Of course, in theory, a conformant C++ compiler might leak on your delete (int*). Or it might format your hard drive. Or it might hack Pentagon and launch an all-out nuclear missile strike. Because that's what U.B. means in ISO C++ - absolutely anything can happen, including nothing - and what you're doing there is definitely U.B.

Answer 2

If you delete via an int pointer, the compiler will not call the destructor for the object being deleted. Since these are PODs with no destructor, that's not a factor.

The other issue is whether the memory will be freed properly. I can't imagine an implementation where it wouldn't since the memory allocation functions underlying new and delete will just be like malloc and free, i.e. type-independent functions that operate on void * pointers.

Pedantically speaking you are invoking undefined behavior, but practically speaking I will eat my hat* if there's a compiler that doesn't handle this sanely.

^{* I do not have a hat.}

Answer 3

A conformant C++ compiler can do anything it likes with that code. It could format your harddrive, or email your collection of porn to your grandma. It may even delete the objects correctly.

Your program is not legal C++.

Your question can be simplified like this:

Given the following two classes:

struct Base{
  int i;
};

struct Derived : public Base{
  int j;
};

will any conformant C++ compiler leak memory in the following cases:

// 1
Base* b1 = new Derived();
delete b1;
// 2
Base* b2 = new Derived();
void* vp = b2;
delete static_cast<int*>(vp);

Correct? The number of allocations, or the size of each class isn't really relevant to the question.

If so, the answer is simple. In both cases, the result is undefined behavior. According to 5.3.5:3, if the static type of the object being deleted is different from the dynamic type, the static type shall be a base class of the operand's dynamic type and the static type shall have a virtual destructor.
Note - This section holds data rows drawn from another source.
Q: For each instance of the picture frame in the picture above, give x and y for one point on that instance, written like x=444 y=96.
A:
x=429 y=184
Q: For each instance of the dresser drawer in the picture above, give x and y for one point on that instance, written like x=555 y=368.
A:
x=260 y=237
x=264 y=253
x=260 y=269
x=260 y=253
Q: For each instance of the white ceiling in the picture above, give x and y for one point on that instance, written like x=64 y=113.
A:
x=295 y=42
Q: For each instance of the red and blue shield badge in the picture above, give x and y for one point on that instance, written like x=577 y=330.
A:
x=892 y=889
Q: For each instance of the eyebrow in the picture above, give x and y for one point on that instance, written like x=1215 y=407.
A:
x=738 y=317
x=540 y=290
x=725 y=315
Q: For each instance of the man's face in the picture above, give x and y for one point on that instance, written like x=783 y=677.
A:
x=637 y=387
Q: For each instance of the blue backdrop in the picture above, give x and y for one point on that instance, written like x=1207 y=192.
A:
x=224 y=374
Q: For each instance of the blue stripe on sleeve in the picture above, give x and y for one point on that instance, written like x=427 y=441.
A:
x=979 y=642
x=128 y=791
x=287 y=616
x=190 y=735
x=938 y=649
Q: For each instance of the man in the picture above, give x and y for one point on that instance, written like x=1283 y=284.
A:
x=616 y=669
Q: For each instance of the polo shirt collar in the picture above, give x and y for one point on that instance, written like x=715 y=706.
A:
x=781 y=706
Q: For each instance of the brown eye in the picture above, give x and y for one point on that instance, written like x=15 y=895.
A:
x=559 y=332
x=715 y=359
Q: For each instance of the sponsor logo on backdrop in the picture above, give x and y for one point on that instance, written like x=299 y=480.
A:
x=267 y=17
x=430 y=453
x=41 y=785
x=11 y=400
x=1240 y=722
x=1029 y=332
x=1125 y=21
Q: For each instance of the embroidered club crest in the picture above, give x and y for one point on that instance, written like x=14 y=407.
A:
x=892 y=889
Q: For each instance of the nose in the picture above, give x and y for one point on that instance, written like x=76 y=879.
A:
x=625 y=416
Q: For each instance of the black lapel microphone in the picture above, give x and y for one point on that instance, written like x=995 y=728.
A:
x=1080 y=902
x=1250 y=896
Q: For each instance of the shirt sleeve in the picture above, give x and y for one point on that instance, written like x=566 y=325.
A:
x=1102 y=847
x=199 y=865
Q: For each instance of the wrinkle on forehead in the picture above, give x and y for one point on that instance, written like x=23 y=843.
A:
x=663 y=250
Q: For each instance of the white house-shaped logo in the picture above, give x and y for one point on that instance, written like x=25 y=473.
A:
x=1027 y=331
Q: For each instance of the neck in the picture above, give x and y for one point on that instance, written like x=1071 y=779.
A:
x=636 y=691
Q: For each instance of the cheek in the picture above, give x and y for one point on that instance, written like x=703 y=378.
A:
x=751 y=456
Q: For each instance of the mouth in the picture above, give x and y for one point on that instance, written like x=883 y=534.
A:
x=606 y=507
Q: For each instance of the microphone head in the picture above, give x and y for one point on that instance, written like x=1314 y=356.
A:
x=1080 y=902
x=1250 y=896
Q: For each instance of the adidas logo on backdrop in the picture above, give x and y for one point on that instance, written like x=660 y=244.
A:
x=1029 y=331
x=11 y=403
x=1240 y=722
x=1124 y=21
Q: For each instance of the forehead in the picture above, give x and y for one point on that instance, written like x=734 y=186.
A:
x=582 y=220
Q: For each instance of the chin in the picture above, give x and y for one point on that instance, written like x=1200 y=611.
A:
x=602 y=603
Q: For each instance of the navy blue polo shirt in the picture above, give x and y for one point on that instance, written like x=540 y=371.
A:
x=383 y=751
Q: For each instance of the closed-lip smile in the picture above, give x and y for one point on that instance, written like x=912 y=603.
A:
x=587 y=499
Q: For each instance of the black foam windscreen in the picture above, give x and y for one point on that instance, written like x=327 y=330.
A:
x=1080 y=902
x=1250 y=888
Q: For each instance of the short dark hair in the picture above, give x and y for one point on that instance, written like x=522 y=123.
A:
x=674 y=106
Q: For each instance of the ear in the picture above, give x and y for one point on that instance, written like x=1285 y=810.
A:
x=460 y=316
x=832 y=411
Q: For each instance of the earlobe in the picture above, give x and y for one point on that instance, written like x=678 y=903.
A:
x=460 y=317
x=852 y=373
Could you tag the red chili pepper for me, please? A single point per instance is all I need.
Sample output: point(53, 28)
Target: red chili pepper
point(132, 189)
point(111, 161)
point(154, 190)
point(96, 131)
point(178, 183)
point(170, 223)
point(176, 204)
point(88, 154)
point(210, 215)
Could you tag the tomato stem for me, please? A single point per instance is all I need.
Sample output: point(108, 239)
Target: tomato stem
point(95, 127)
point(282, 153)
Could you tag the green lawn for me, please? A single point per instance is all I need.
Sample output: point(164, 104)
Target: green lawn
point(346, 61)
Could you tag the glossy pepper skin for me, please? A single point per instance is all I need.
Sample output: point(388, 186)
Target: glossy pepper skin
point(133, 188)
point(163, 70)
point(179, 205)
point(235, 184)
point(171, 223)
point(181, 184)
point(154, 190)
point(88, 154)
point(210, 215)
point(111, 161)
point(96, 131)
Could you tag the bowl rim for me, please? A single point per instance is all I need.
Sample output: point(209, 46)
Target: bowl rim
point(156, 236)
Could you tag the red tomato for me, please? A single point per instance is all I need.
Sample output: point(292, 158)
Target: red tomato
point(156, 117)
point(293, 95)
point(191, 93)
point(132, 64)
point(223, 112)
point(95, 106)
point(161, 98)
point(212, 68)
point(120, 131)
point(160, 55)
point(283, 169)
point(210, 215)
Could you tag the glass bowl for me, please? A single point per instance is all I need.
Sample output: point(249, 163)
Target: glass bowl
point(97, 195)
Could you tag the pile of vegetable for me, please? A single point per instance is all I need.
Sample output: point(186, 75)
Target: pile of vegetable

In the first example, the static type (Base) is a base class of the dynamic type (Derived), but it doesn't have a virtual destructor.

In the second case, neither requirement is fulfilled.

So is there a compiler where this won't still appear to work? I don't know of one. The compilers I know of will release the memory as long as the pointer passed to delete points to the same address as the one that was returned from new. And that will be the case in both cases here.

However, you're asking the wrong question. It is not "will it leak memory" that is important, but "will it do anything bad?" It is undefined behavior, so it might do a hell of a lot more than leak memory. An obvious thing it could do is just do a quick type check, and then terminate your program if the types don't match up. Or it could corrupt the heap. There are plenty of things that a conformant compiler could do. Memory leaks are just one option.

Finally, it's worth pointing out that the derived class is not a POD. A POD, by definition, may not derive from another class.